Certains quartiers de la commune d’Abobo et d’Anyama sont soumis à des coupures d’eau depuis plusieurs semaines. À Abobo Samaké, les robinets de la SODECI ne sont ouverts que tard dans la nuit. Il faut donc veiller pour pouvoir remplir des récipients afin de satisfaire les besoins en eau pour la journée du lendemain.

Dans des quartiers d’Anyama au nord d’Abidjan, la situation est encore plus grave. Là, les robinets sont restés à sec pendant plusieurs semaines. Pour faire face à cette pénurie d’eau, les habitants recourent à des vendeurs privés qui leur vendent 20 litres d’eau de qualité douteuse à 200 F. À défaut, il faut parcourir de longues distances pour aller puiser de l’eau dans des puits, et dans ce genre de situation ce sont les femmes et les enfants qui sont de corvées.
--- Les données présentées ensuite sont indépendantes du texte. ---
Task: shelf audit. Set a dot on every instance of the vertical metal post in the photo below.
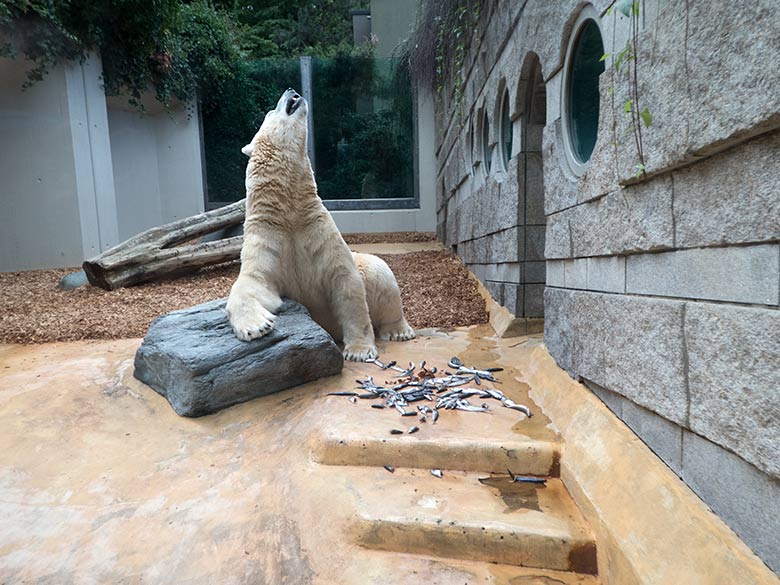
(307, 93)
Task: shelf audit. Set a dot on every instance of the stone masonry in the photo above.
(660, 292)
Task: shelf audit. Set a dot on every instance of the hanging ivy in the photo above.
(440, 42)
(178, 50)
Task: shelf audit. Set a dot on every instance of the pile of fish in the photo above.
(443, 389)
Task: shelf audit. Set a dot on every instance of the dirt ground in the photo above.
(436, 288)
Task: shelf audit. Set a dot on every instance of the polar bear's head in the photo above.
(284, 126)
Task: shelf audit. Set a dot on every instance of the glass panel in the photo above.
(363, 120)
(235, 120)
(506, 127)
(363, 129)
(585, 68)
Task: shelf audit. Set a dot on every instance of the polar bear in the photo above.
(292, 248)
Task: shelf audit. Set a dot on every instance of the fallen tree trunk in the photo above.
(154, 254)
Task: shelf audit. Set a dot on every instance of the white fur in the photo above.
(293, 249)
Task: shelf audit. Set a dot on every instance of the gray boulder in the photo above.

En plus de dépenses imprévues pour les familles, ce sont là des difficultés supplémentaires qui pourrissent la vie des populations pauvres.

Chaque année, de décembre à mai, c’est la même galère, aux coupures d’eau s’ajoutent celles de l’électricité. Chaque année, ce sont les mêmes justifications : la vétusté du matériel et l’extension rapide de la ville. La vérité, c’est que les autorités ne se préoccupent guère de l’amélioration des conditions de vie des plus pauvres, à moins que ces derniers décident de leur forcer la main.